Real-world Pipeline Examples¶

IoT Sensor Monitoring¶

class IoTMonitoringPipeline:
    def __init__(self):
        # Feature selection for sensor data
        self.feature_selector = FeatureSelector({
            'temperature', 'humidity', 'pressure', 'vibration'
        })

        # Data validation
        self.validator = DataValidator(
            required_features={'temperature', 'humidity'},
            value_ranges={
                'temperature': (-40, 85),
                'humidity': (0, 100),
                'pressure': (300, 1100)
            }
        )

        # Preprocessing pipeline
        self.scaler = StandardScaler()
        self.pca = IncrementalPCA(n_components=3)
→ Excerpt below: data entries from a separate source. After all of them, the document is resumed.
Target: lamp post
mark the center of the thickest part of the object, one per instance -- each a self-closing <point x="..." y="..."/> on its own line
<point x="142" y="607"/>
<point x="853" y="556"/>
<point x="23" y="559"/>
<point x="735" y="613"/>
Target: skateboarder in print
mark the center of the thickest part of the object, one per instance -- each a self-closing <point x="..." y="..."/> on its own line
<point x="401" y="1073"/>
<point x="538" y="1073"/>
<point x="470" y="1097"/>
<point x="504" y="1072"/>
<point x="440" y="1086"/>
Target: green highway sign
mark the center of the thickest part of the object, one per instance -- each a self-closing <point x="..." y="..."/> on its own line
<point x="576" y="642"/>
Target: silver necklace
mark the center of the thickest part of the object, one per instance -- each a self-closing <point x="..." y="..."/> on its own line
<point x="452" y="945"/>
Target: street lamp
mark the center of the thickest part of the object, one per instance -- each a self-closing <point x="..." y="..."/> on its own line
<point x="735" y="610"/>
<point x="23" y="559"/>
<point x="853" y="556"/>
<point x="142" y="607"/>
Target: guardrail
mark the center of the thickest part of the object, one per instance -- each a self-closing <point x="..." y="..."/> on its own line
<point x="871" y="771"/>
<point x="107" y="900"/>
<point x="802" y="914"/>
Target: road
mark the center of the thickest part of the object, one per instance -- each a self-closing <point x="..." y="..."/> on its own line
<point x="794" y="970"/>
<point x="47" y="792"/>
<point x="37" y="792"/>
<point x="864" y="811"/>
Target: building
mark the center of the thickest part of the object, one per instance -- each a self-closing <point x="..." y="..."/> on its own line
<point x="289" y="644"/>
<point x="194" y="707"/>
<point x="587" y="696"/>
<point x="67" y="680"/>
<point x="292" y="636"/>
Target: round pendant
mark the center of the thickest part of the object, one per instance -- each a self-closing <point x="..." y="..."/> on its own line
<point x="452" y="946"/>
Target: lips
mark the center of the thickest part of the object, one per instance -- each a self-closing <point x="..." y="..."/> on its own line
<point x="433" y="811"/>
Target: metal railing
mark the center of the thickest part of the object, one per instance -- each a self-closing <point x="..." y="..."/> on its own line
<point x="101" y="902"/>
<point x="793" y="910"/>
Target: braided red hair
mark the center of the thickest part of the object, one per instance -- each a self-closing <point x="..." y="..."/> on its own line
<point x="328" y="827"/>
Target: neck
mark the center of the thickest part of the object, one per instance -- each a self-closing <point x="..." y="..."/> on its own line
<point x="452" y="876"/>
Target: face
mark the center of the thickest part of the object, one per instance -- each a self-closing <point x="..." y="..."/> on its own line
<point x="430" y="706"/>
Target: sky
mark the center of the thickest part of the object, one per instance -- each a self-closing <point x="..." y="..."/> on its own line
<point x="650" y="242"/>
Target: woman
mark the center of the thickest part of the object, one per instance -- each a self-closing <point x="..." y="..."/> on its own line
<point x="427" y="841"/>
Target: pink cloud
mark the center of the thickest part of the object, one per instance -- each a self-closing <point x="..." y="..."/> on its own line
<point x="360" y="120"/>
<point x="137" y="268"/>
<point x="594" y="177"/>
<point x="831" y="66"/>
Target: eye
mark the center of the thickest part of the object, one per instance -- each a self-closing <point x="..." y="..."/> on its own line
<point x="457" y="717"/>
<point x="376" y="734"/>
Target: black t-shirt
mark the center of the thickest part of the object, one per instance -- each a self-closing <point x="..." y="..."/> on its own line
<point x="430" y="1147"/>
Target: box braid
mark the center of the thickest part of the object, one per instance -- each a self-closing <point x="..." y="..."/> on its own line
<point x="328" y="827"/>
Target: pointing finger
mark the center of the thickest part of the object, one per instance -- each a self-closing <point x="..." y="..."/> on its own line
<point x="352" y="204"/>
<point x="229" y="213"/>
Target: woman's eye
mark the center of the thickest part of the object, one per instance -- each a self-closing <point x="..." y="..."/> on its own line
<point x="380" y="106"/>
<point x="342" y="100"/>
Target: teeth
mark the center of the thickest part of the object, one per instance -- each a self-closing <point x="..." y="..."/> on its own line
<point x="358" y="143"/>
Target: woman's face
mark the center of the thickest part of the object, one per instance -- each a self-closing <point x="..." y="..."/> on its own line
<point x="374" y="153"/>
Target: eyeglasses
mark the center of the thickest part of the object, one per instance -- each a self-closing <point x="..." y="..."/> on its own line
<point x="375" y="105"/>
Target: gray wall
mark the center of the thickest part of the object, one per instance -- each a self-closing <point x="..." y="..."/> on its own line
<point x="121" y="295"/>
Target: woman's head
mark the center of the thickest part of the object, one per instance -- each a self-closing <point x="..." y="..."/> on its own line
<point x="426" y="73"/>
        # Anomaly detection
        self.detector = OnlineIsolationForest(num_trees=100, window_size=2000)

        # Explanation
        self.explainer = AnomalyExplainer(['temperature', 'humidity', 'pressure', 'vibration'])

        # Logging
        self.logger = logging.getLogger(__name__)

    def process_sensor_reading(self, reading: Dict[str, float]) -> Dict[str, any]:
        """Process a single sensor reading"""
        try:
            # Stage 1: Feature selection
            selected_features = self.feature_selector.transform_one(reading)

            # Stage 2: Validation
            if not self.validator.validate_one(selected_features):
                return {'status': 'invalid', 'score': 0.0}

            # Stage 3: Preprocessing
            self.scaler.learn_one(selected_features)
            scaled = self.scaler.transform_one(selected_features)

            self.pca.learn_one(scaled)
            reduced = self.pca.transform_one(scaled)

            # Stage 4: Anomaly detection
            self.detector.learn_one(reduced)
            score = self.detector.score_one(reduced)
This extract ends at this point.